It's just such a great example of how people could react either with uproarious laughter or by feeling that some boundary has been violated and can think that either reaction was the most self-evidently obvious one in the world and the reasons for it were entirely contingent. It's something where you can only really witness the irrationality of it if you're in the author's position.
I once heard it speculated that philosophy might have emerged in Greece because the circumstances of being merchants engaging in interstate trade, you could see the way that certain things regarded as received knowledge were really customs, peculiar to certain cultures and locations. When you're the prankster and you can see different people reacting in different ways that seem to be tied to patterns of the circumstances of how they experienced it, you can kind of witness the contingency of those reactions playing out in real time.
i.e. I wonder about the gap between clever little prank and sending a dry email to everyone re: a new printing policy.
Much of this hinges on the gradient from the "uproarious laughter" they received from some, to the frustration from others...which I find hard to believe as self-reported, in what context would this be uproariously funny?
I see the value as a simplistic fable re: empathy, and in having it before, not after.

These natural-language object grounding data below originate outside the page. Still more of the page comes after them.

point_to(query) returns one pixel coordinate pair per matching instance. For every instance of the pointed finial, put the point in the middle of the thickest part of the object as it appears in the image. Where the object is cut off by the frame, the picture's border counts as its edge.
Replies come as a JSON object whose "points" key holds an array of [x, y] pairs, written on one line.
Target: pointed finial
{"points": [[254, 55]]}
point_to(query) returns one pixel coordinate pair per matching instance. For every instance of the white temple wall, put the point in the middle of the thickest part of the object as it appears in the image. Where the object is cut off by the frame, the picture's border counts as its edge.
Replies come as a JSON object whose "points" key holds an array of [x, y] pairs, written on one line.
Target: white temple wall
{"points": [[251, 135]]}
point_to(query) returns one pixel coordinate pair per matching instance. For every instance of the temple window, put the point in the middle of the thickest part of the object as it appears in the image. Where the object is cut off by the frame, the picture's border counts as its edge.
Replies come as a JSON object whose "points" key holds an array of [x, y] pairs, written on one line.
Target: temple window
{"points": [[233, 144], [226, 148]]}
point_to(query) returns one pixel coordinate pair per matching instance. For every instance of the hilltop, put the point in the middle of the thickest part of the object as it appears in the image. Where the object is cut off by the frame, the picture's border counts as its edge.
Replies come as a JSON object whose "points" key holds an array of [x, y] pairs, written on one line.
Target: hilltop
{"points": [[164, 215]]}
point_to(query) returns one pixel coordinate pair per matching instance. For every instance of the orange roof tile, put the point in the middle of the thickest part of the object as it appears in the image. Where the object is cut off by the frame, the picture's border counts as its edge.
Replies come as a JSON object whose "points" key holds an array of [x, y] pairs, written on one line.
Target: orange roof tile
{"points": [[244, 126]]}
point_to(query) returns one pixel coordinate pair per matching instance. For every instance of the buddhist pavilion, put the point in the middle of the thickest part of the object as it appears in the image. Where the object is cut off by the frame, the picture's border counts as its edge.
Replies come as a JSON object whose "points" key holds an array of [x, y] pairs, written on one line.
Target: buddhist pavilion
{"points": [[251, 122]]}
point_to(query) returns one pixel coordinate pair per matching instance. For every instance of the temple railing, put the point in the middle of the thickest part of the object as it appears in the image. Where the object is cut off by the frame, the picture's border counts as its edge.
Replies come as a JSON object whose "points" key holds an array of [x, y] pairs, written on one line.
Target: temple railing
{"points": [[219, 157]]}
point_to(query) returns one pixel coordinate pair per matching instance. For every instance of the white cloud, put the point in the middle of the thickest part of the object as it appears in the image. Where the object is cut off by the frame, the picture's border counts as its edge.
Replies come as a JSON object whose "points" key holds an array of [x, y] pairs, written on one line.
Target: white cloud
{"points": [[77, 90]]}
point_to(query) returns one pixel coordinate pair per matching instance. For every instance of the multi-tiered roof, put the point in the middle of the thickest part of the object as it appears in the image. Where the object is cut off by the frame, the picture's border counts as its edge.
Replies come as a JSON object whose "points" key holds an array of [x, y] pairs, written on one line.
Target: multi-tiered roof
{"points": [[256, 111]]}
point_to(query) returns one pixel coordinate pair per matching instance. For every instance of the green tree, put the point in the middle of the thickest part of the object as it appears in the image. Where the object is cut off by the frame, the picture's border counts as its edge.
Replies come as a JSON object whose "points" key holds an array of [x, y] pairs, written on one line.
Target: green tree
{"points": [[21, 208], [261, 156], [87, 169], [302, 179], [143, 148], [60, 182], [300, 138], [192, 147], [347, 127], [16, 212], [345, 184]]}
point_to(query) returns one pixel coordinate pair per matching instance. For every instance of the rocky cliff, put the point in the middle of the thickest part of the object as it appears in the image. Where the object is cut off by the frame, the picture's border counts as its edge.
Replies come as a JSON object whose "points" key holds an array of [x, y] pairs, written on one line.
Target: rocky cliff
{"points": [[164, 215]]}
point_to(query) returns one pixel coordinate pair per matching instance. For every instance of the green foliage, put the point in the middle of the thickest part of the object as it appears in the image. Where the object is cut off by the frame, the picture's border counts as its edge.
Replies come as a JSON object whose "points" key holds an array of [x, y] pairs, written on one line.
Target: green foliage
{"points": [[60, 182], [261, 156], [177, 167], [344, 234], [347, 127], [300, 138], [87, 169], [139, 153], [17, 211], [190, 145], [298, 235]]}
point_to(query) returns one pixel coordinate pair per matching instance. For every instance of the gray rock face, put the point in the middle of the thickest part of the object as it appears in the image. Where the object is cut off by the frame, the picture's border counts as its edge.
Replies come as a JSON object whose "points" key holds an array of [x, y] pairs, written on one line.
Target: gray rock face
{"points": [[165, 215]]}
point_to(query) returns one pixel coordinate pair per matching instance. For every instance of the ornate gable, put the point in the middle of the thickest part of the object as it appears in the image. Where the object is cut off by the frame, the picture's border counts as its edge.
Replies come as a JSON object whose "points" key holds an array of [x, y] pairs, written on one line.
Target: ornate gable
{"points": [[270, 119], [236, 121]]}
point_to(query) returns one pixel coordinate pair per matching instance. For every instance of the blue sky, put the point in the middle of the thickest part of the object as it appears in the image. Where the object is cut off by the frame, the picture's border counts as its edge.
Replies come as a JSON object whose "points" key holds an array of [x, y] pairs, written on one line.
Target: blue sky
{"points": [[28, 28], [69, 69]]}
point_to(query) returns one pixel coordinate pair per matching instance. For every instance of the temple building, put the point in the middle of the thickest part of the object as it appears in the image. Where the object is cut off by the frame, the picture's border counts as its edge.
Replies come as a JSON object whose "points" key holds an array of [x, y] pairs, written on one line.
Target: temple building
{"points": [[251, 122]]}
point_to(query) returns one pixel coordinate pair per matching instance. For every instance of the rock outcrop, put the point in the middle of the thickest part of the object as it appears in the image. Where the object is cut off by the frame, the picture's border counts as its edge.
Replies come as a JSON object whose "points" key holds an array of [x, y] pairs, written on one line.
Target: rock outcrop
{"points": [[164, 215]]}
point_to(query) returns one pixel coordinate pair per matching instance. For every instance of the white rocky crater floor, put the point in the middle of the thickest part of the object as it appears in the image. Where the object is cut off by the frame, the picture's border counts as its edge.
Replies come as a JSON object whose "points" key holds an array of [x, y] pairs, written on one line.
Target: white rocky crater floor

I almost feel like I missed something huge in the email that signals it's a joke, or adds another layer of humor, but after multiple readings, it looks identical to a janitor emailing everyone on campus to tell them keys will be required for bathrooms from now on. Although, that is significantly more implausible than the IT worker emailing everyone on campus to tell them there are charges for printing.
And then extra value upon retelling all of the above to others.
"prank" = IT guy sent campus wide email saying some printers will now charge $0.05/page
"that they probably didn't see with their own eyes" = they did not check physically very every printer on campus to verify none of the printers had the characteristic, the only way to falsify what the IT guy said, that some printers had a characteristic.
"Plus the retraction, and 2nd retraction." = 3x the time wasted for everyone on campus
"And reactions of other staff who fell for it" = people who believed the dry email from IT
"(and caused chaos)" = chaos isn't funny
"And then extra value upon retelling all of the above to others." = It sounds like we're assuming the relayer would get value from relating this, but the extra value is to the listener, it'd only harm the relayer.
As a listener, now I know that I have to verify 100% of everything the relayer tells me. They think a good prank is when you leverage your professional role to lie and cause chaos, which is justified because those poor sheep were complaining about something they didn't even verify with their own eyes. i.e. thousands of people should have gone through an absurdly onerous verification rather than trust communications you make in your professional role.